As record-breaking heatwaves strike the Middle East and the wider Mediterranean with increasing frequency, scientists are confronting a critical question: Can the climate models used to forecast climate change identify the processes that lead to dangerous heat events before they occur?
A new study led by researchers at the Hebrew University of Jerusalem offers a complicated answer. The world’s most advanced climate models can reproduce heatwaves relatively well once they are underway, but often struggle to identify the atmospheric warning signs that precede them.
The study, led by Andre Klif, Prof. Chaim Y. Garfinkel, Prof. Dorita Rostkier-Edelstein, and Dr. Assaf Hochman, was published in the scientific journal Weather and Climate Extremes.

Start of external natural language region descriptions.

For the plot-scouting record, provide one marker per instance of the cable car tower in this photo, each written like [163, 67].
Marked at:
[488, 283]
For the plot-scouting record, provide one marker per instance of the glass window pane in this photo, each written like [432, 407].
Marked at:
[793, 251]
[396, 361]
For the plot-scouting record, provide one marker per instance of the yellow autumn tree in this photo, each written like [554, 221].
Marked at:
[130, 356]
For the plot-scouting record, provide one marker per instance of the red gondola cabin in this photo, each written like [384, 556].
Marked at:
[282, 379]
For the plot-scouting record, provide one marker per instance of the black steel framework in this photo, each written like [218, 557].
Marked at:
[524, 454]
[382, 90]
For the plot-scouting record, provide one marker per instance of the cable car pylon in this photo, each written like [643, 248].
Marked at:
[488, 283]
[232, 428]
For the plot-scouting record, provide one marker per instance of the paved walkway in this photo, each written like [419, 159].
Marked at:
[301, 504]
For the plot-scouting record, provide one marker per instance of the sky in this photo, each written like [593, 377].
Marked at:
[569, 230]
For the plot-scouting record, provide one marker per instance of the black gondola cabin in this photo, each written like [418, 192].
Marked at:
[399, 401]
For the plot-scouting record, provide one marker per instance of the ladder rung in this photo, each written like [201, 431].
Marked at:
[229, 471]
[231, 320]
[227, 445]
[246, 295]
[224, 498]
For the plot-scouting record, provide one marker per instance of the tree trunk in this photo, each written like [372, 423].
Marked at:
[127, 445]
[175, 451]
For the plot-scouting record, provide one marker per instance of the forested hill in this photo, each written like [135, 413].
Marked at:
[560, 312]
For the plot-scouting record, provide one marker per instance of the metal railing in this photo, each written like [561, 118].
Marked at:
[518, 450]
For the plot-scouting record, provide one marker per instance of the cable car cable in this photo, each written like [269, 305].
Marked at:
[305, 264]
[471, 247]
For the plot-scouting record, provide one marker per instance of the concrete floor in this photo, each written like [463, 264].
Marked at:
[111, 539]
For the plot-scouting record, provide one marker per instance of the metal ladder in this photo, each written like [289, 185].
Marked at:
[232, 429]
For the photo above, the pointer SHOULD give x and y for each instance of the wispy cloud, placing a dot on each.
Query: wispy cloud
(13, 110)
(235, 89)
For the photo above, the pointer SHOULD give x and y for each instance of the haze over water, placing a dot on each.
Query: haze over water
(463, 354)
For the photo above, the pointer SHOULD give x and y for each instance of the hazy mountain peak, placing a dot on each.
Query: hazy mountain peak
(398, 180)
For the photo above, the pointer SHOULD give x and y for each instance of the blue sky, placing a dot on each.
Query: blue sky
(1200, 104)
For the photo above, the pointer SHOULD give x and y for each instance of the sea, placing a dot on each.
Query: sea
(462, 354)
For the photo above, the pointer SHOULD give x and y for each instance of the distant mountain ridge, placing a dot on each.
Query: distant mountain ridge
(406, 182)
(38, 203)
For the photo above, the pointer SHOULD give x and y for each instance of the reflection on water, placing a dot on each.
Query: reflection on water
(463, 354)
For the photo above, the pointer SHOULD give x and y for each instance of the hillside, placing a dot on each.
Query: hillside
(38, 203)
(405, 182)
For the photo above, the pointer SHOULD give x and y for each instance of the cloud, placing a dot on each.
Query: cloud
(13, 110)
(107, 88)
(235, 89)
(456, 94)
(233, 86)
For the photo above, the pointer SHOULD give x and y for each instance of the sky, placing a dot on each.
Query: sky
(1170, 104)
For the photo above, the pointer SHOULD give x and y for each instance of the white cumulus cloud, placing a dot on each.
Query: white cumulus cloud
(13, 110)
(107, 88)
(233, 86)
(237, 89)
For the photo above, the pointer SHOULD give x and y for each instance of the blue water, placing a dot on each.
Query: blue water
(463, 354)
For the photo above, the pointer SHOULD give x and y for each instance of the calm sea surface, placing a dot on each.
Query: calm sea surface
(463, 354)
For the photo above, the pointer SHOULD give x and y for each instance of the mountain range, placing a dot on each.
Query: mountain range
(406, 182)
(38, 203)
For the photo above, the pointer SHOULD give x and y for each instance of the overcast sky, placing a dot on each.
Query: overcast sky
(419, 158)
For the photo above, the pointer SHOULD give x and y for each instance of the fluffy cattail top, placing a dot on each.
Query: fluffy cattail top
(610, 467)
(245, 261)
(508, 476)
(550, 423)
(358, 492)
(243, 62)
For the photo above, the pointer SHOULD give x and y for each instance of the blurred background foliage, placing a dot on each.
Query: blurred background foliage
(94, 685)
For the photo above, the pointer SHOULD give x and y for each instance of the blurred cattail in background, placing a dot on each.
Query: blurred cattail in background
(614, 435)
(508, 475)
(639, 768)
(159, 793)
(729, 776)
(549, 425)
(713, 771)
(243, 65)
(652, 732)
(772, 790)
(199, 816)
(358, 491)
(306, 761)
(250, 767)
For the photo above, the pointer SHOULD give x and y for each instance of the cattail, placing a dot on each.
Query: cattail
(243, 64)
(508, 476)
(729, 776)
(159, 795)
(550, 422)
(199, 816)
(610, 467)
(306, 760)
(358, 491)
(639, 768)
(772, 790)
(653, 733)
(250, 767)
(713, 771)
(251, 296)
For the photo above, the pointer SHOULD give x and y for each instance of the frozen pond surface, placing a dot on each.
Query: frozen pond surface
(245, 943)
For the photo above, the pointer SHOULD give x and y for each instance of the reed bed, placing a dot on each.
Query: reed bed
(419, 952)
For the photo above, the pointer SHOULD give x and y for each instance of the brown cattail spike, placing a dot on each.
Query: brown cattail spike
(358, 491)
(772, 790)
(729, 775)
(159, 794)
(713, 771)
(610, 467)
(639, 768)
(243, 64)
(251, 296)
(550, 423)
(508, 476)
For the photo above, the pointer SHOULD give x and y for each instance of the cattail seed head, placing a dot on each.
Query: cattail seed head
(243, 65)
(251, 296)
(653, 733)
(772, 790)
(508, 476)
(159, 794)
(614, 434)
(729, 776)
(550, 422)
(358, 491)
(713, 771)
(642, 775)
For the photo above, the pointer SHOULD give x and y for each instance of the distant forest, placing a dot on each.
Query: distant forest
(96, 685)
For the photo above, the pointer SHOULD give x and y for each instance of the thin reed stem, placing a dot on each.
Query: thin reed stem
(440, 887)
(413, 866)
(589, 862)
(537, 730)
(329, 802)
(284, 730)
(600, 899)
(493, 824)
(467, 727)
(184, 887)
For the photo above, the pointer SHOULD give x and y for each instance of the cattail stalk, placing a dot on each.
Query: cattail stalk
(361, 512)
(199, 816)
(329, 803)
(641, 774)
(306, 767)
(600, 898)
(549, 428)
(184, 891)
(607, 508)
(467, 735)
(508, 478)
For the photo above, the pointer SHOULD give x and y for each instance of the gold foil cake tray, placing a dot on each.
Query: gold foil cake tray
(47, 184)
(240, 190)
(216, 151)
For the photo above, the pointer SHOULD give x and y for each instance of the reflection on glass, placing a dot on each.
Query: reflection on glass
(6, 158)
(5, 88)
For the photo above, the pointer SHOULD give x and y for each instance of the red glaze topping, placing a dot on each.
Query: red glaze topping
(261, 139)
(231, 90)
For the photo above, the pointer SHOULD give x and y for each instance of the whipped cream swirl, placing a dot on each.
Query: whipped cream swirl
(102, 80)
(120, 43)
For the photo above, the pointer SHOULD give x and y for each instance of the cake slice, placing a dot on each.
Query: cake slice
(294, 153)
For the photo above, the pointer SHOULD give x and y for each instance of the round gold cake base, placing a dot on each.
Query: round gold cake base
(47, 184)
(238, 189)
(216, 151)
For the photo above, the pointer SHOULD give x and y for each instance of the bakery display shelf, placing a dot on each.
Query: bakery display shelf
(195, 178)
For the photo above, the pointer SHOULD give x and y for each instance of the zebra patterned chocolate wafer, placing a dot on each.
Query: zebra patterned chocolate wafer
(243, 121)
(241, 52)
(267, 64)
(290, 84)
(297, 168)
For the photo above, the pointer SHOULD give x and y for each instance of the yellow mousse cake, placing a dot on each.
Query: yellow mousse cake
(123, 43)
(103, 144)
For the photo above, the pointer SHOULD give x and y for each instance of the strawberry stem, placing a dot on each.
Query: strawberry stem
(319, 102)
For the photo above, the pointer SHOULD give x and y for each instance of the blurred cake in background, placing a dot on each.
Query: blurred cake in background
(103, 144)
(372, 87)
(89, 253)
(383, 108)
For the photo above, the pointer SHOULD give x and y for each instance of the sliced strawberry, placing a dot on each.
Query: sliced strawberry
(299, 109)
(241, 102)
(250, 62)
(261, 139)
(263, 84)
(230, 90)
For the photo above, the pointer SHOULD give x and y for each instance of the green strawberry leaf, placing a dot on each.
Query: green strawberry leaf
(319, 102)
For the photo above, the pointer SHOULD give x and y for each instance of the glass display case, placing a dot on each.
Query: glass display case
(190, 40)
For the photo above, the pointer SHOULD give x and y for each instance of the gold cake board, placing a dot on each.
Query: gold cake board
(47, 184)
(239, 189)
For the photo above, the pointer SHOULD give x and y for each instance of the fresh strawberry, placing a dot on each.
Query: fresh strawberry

The researchers examined 11 advanced climate models used in scientific assessments by the Intergovernmental Panel on Climate Change (IPCC). They compared their simulations with atmospheric observations across the eastern Mediterranean and the Middle East.
Their findings revealed a significant gap. Although the models were generally able to reproduce the heat conditions themselves, they did not always accurately represent the complex processes that caused those conditions to develop.
Global warming in recent decades
(Video: UN Climate Change)
According to the researchers, eastern Mediterranean heatwaves are not isolated weather events, but the result of a broad chain of atmospheric processes that can begin several days, or even a week, before temperatures peak.
Shifts in airflow and high-pressure systems over Europe, Turkey, India and parts of Africa can create an atmospheric pathway that funnels hot air toward the eastern Mediterranean, setting the stage for an extreme heatwave.
However, the study found that the models frequently delayed the appearance of those warning signals, weakened them or failed to reproduce them altogether.
The ridge over Turkey and India’s monsoon
One of the central mechanisms identified in the study was the strengthening of a high-pressure ridge over Turkey. The researchers found that models that more accurately represented this phenomenon were also more successful in reproducing the intensity of heatwaves recorded in real-world observations.
Another major finding involved the connection between the South Asian monsoon and heatwaves in the eastern Mediterranean. Observational data indicated that atmospheric changes over India may help create the conditions that allow extreme heat to develop in the region. Yet none of the climate models examined in the study successfully reproduced that connection.
According to the researchers, the failure may point to a broader weakness in the way climate models represent interactions between tropical weather systems and atmospheric systems in more temperate regions.
The researchers concluded that the models can produce realistic heatwave statistics, but they still misrepresent the atmospheric processes that lead to those events. The findings could have significant consequences for efforts to prepare for future heatwaves.
Extreme heat is considered one of the world’s deadliest natural hazards and already places heavy pressure on electricity grids, water resources, agriculture and health systems across the Middle East and the Mediterranean basin.
As climate change increases the frequency and intensity of extreme heat events, the researchers said the ability to identify atmospheric warning signs as early as possible will become a central tool in preparing for and adapting to a hotter world.